Uralte Texttradition

Wobei die Bezeichnung "Buch" eigentlich nicht stimmt. In der katholischen Version der Bibel bestehen die beiden Teile, das Alte und das Neue Testament, zusammen aus 73 Büchern. Deren bis zu 3.000 Jahre alte Geschichte ist vielfach nur lückenhaft bekannt. Viele Texte wurden zunächst mündlich überliefert und erst später aufgeschrieben, kopiert, überarbeitet und abgeändert. Die älteste noch erhaltene vollständige Fassung eines biblischen Buches ist eine Version des Buches Jesaja, die mit anderen Texten und Fragmenten zwischen 1947 und 1956 in Felsenhöhlen am Toten Meer gefunden wurde und um das Jahr 200 v. Chr. entstanden ist. Was heute Bibel genannt wird, ist das Ergebnis eines jahrhundertelangen Prozesses von Übersetzungen sowie theologischer und textgeschichtlicher Arbeit.

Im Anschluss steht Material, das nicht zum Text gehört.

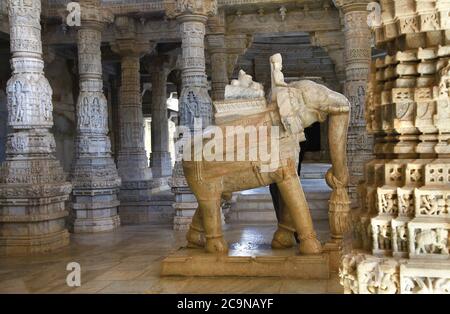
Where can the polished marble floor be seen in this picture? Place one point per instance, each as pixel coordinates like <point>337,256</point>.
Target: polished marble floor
<point>128,261</point>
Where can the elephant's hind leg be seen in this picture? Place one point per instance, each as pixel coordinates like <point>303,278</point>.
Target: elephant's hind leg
<point>283,237</point>
<point>295,201</point>
<point>212,223</point>
<point>195,236</point>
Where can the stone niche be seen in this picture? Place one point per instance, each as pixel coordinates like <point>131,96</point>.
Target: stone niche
<point>401,229</point>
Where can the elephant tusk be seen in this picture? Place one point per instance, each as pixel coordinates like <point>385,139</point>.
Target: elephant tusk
<point>335,109</point>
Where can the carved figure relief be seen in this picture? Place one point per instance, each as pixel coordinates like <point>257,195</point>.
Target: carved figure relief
<point>432,242</point>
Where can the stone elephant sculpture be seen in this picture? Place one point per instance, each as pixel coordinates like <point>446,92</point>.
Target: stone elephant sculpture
<point>292,107</point>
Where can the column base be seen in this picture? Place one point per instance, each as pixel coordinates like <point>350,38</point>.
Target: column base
<point>33,244</point>
<point>92,225</point>
<point>146,202</point>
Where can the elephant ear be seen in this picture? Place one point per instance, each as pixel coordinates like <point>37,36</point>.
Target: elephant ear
<point>289,107</point>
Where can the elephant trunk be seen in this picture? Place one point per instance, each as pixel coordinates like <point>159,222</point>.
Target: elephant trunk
<point>338,176</point>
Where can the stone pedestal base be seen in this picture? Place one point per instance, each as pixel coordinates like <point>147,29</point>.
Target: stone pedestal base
<point>161,164</point>
<point>268,263</point>
<point>34,244</point>
<point>99,224</point>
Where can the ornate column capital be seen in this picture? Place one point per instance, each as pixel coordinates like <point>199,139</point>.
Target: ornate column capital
<point>352,5</point>
<point>93,15</point>
<point>216,43</point>
<point>176,8</point>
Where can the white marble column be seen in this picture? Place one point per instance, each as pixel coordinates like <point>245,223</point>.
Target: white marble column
<point>94,173</point>
<point>219,76</point>
<point>218,55</point>
<point>33,187</point>
<point>135,192</point>
<point>160,159</point>
<point>195,103</point>
<point>357,64</point>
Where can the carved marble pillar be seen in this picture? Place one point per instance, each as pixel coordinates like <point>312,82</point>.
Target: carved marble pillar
<point>160,159</point>
<point>195,103</point>
<point>132,163</point>
<point>94,173</point>
<point>218,55</point>
<point>33,186</point>
<point>357,63</point>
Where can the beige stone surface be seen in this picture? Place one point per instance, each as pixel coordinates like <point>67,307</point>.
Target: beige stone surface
<point>128,260</point>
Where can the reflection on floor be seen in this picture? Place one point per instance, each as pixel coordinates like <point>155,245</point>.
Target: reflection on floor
<point>128,261</point>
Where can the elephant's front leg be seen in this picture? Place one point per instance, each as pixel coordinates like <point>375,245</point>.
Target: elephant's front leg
<point>196,233</point>
<point>212,223</point>
<point>284,235</point>
<point>295,201</point>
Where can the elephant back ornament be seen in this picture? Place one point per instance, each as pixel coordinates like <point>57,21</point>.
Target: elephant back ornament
<point>290,108</point>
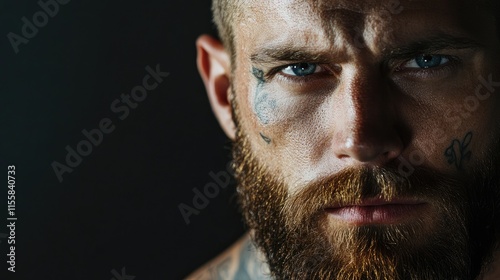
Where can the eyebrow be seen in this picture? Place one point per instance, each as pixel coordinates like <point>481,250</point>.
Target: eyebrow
<point>269,55</point>
<point>432,45</point>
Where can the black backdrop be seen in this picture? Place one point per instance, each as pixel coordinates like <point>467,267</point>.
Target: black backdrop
<point>117,211</point>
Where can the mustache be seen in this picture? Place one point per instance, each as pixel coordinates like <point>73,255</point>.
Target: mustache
<point>353,185</point>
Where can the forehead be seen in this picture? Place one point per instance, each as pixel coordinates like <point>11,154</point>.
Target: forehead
<point>336,23</point>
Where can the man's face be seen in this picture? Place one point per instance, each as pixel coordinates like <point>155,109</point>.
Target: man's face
<point>367,136</point>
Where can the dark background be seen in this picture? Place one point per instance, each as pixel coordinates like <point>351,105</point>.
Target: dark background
<point>119,207</point>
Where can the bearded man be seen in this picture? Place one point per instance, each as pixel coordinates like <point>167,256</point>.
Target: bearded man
<point>366,137</point>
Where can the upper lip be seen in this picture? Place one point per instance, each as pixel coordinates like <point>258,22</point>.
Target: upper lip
<point>379,202</point>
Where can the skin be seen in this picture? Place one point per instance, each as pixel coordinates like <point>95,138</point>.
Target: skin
<point>368,103</point>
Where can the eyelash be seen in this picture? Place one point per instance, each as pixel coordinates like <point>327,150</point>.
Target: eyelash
<point>277,73</point>
<point>453,62</point>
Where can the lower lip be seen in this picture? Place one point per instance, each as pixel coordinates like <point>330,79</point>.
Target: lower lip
<point>376,214</point>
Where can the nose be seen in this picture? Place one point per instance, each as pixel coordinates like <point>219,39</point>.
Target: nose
<point>366,120</point>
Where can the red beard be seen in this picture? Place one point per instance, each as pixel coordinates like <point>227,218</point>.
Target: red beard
<point>293,230</point>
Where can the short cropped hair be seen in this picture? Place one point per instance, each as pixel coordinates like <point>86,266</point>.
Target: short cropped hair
<point>225,12</point>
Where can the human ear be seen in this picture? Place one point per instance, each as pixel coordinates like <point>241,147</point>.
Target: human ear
<point>214,65</point>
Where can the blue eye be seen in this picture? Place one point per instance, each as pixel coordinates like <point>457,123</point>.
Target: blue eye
<point>427,61</point>
<point>301,69</point>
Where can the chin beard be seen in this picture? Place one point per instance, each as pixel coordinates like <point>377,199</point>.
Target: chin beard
<point>453,241</point>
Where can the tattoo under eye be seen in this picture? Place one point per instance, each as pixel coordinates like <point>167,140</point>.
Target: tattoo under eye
<point>458,151</point>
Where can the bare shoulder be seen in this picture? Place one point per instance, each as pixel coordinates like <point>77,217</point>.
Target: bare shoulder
<point>241,261</point>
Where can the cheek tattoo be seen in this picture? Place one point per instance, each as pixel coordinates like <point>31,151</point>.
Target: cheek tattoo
<point>458,151</point>
<point>263,104</point>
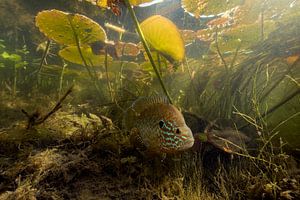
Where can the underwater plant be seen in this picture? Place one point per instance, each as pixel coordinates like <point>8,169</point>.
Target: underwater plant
<point>14,61</point>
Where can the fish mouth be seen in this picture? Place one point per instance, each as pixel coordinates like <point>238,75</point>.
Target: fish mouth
<point>188,144</point>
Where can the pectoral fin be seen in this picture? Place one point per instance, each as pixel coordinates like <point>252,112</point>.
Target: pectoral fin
<point>136,140</point>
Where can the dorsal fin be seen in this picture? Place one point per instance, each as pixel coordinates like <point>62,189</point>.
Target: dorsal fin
<point>139,106</point>
<point>143,103</point>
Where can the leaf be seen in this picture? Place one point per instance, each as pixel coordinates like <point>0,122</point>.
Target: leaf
<point>61,27</point>
<point>105,4</point>
<point>208,7</point>
<point>126,49</point>
<point>164,37</point>
<point>71,54</point>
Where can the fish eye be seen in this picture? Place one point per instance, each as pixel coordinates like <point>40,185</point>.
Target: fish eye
<point>161,123</point>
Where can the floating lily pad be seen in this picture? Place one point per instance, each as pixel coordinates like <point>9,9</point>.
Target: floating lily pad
<point>61,27</point>
<point>208,7</point>
<point>104,3</point>
<point>71,54</point>
<point>164,37</point>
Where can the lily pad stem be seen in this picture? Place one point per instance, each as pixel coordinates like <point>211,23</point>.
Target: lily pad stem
<point>147,49</point>
<point>81,55</point>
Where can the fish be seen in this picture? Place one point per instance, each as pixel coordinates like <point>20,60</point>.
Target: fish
<point>157,127</point>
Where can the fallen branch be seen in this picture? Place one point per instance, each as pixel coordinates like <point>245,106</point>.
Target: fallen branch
<point>37,118</point>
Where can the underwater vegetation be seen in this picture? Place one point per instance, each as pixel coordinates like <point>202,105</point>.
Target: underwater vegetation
<point>142,99</point>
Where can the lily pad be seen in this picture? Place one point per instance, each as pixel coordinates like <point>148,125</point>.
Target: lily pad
<point>71,54</point>
<point>104,3</point>
<point>208,7</point>
<point>164,37</point>
<point>62,27</point>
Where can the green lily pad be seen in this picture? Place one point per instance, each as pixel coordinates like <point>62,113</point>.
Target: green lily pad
<point>208,7</point>
<point>61,27</point>
<point>71,54</point>
<point>164,37</point>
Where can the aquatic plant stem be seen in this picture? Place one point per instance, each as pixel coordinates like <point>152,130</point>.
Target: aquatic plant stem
<point>61,78</point>
<point>147,49</point>
<point>46,51</point>
<point>80,53</point>
<point>107,77</point>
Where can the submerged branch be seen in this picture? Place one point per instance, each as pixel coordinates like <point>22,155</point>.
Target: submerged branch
<point>36,118</point>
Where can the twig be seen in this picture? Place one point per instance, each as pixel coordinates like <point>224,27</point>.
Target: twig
<point>219,52</point>
<point>36,118</point>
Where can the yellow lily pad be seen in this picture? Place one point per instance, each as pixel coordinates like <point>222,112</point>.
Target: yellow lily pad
<point>71,54</point>
<point>164,37</point>
<point>61,27</point>
<point>104,3</point>
<point>208,7</point>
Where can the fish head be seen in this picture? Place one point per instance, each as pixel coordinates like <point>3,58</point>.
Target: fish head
<point>175,135</point>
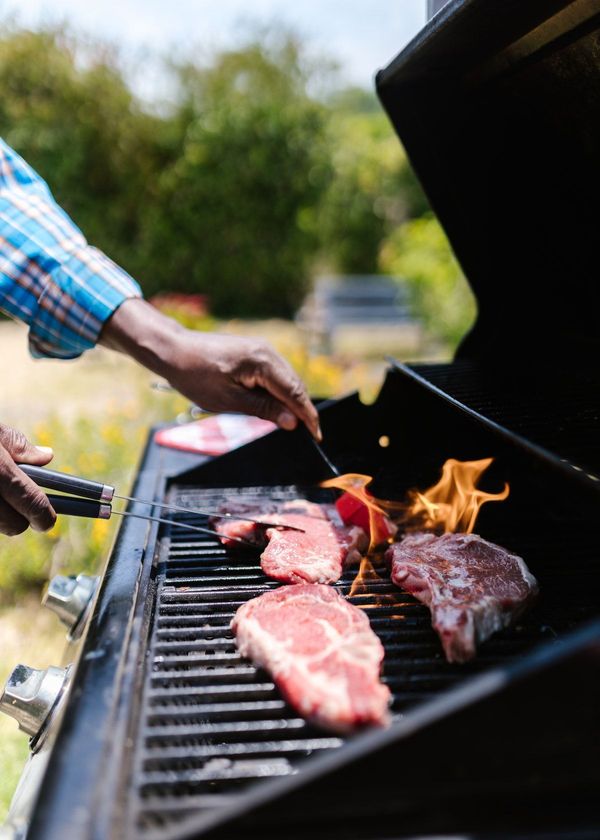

Aufgrund unterschiedlicher Lehrmeinungen zwischen Judentum und Christentum sowie innerhalb der christlichen Konfessionen, gibt es überdies nicht nur die eine Bibel. So ist zum Beispiel das Alte Testament nicht einfach mit der jüdischen Bibel, dem Tanach, gleichzusetzen. Es enthält einige Texte, die nicht zum Bibelkanon des Judentums gehören, da es von ihnen keine hebräischen Vorlagen gibt oder diese verloren sind.

EIn junger Mann liest Psalmen in der Bibel.
Bild: ©Mele Avery/Fotolia.com

Alte Worte, moderne Botschaft. Die Lektüre der Bibel lohnt noch immer.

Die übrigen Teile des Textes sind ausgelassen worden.